Why This Is a Bigger Deal Than It Sounds
This change does three important things.
First, it frees up compute. Less wasted effort means more room for reasoning, math, code, and long-horizon thinking.
Second, it scales differently. Instead of only scaling models by adding more layers, you can scale memory capacity cheaply. That’s a new axis of progress.

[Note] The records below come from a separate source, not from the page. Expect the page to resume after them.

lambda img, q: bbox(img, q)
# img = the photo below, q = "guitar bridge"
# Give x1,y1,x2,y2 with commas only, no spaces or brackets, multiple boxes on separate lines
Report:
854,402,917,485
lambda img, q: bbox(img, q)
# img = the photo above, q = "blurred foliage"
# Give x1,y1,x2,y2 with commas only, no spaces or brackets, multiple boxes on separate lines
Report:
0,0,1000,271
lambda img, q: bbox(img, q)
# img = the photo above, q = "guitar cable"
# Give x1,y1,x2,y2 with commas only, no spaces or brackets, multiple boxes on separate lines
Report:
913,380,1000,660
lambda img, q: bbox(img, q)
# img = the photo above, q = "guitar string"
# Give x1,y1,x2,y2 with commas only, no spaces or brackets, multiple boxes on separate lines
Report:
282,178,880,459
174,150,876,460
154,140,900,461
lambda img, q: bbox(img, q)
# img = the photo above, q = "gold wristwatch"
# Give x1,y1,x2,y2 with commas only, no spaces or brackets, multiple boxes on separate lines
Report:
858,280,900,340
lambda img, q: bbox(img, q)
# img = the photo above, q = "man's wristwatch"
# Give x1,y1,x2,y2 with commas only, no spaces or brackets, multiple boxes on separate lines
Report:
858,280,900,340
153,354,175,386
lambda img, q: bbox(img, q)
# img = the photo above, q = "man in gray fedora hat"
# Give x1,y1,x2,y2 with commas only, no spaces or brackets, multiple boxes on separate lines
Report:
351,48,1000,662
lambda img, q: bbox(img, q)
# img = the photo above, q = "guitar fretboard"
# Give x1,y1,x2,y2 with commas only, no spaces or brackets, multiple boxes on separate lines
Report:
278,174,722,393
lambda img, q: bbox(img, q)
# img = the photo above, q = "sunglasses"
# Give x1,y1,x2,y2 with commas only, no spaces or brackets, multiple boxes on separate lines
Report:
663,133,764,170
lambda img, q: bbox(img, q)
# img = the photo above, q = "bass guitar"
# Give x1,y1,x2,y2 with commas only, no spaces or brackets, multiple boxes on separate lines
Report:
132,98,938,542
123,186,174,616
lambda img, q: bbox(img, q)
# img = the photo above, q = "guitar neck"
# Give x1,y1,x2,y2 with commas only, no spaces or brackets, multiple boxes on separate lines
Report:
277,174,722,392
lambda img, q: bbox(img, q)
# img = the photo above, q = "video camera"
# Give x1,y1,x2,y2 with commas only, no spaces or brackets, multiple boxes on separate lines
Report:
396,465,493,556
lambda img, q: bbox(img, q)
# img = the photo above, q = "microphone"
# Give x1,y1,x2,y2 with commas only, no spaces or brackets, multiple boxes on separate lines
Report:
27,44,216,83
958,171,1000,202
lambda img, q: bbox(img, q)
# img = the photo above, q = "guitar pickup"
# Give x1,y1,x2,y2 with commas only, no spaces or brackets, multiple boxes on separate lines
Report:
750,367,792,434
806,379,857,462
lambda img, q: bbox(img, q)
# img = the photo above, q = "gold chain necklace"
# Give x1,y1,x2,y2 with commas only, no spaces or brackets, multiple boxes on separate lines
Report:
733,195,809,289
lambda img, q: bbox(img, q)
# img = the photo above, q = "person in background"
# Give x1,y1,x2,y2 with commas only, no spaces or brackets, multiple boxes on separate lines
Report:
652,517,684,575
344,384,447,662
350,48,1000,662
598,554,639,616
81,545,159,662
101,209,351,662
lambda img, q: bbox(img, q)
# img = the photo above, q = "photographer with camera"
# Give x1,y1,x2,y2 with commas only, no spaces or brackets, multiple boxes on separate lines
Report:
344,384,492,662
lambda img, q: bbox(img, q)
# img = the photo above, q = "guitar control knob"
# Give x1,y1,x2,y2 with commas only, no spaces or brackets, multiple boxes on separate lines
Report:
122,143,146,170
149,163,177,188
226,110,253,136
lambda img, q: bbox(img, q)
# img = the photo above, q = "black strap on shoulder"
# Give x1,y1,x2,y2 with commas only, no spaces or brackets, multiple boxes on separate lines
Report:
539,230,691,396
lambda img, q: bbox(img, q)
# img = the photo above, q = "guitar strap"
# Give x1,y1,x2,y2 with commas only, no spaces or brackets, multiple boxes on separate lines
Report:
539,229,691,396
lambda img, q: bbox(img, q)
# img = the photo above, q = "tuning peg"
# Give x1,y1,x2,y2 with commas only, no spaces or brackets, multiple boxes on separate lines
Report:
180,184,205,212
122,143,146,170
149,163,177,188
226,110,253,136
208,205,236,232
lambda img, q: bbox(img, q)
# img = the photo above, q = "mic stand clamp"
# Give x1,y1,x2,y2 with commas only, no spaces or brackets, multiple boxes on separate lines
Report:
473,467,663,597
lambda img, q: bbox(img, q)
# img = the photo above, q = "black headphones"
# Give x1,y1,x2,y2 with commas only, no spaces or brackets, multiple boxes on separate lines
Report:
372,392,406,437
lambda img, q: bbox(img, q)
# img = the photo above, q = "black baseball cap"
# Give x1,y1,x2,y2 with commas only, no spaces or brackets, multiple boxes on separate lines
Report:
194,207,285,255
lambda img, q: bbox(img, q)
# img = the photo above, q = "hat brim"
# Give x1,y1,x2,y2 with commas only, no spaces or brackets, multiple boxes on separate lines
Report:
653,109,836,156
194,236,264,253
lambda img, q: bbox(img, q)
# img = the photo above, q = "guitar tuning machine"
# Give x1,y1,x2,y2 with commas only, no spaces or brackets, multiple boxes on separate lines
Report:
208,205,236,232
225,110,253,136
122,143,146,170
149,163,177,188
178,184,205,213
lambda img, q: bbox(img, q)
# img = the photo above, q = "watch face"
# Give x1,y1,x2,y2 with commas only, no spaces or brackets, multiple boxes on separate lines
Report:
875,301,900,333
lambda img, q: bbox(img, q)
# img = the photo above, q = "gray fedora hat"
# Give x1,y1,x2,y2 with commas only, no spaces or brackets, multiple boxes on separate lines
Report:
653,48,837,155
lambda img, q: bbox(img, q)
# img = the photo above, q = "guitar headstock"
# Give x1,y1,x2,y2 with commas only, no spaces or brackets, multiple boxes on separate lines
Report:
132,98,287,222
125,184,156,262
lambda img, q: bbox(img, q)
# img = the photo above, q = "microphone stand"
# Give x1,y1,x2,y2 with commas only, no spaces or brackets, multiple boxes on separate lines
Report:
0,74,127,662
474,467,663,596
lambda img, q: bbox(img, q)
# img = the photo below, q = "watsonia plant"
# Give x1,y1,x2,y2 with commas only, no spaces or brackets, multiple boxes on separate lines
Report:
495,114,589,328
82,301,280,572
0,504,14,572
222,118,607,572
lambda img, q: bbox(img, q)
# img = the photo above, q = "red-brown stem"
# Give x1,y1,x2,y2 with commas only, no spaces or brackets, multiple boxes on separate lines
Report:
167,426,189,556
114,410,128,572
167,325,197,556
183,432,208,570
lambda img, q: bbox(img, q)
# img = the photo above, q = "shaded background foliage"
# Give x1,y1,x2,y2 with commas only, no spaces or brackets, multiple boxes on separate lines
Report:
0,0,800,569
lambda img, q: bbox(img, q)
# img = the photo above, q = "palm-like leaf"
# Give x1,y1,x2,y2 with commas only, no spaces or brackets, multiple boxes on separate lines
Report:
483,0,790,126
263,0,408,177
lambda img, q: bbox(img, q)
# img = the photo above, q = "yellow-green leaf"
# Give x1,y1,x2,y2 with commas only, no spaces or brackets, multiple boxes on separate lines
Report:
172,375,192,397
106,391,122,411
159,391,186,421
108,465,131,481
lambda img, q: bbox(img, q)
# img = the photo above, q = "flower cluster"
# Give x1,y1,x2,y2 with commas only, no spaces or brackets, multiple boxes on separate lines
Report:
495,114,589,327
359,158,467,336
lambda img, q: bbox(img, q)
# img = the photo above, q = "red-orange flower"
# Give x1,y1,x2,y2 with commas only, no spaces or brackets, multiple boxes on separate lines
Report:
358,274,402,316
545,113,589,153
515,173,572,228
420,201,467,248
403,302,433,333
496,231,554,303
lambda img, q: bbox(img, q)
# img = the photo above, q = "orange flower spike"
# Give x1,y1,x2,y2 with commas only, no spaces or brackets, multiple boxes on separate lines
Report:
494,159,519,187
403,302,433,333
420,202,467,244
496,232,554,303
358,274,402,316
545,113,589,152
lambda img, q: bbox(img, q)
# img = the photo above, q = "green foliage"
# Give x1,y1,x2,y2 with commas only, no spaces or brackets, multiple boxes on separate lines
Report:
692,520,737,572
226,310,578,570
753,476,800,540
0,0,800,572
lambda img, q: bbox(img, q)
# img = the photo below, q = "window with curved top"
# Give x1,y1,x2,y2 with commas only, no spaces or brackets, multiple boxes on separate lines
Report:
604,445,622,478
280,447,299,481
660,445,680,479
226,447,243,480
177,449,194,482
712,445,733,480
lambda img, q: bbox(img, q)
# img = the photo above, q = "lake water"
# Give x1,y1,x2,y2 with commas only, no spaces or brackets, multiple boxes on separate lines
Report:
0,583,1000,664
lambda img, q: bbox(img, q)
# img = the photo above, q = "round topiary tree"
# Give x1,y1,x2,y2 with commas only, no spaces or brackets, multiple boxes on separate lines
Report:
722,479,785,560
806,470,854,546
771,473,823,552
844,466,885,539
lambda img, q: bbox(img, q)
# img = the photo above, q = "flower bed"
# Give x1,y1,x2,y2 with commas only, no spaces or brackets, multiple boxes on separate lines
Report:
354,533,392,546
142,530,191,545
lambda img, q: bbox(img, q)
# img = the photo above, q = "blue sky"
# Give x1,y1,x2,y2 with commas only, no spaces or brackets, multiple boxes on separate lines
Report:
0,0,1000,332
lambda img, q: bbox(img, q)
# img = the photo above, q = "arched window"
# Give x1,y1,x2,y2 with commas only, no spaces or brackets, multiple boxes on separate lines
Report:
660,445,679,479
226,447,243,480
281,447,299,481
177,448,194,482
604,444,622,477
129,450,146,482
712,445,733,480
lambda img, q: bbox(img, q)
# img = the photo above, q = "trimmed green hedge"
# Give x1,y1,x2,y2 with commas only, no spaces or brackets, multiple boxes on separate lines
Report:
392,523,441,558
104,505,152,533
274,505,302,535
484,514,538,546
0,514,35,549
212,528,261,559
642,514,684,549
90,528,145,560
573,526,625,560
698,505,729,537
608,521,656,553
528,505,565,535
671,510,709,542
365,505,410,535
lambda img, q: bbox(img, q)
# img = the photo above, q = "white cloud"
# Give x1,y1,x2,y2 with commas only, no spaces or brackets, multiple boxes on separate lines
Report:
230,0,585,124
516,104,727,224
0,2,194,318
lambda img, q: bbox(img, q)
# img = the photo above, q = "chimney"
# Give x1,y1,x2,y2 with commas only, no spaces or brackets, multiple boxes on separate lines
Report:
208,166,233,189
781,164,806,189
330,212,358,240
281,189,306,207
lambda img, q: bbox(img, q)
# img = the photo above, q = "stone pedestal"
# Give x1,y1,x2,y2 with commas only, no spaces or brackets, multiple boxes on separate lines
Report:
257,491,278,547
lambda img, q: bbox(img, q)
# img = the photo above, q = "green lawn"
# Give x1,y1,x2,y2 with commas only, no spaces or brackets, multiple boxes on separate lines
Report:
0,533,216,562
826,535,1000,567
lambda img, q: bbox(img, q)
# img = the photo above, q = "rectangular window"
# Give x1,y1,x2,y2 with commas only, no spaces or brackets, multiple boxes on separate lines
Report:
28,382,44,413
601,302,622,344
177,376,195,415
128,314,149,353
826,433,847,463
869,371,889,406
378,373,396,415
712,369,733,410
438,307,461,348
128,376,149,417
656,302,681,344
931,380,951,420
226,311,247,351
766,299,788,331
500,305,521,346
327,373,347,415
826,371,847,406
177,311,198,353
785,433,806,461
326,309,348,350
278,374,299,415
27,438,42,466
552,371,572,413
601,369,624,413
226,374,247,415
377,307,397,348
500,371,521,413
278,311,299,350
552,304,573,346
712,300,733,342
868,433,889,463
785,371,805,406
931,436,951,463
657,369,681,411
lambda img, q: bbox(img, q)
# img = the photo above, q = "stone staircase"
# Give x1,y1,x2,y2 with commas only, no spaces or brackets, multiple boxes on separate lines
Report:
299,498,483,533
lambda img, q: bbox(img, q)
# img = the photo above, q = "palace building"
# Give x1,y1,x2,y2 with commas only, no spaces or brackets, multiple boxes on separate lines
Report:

Third, it changes the economics. If you can get better performance without massively increasing inference costs, suddenly:
- smaller models punch above their weight
- reasoning-heavy tasks get cheaper
- AI systems become more deployable, not less
That’s a signal.
The Big Picture for AI Investors
Deepseek’s latest breakthrough is a sign of where the field is heading.
The first phase of AI was brute force: More data. Bigger models. More compute.
The next phase is architectural efficiency: Separating memory from reasoning. Letting machines recall facts cheaply and think deeply when it matters.
Brains did it. Computers did it. AI is doing it now.
And when efficiency jumps, markets tend to underestimate what comes next.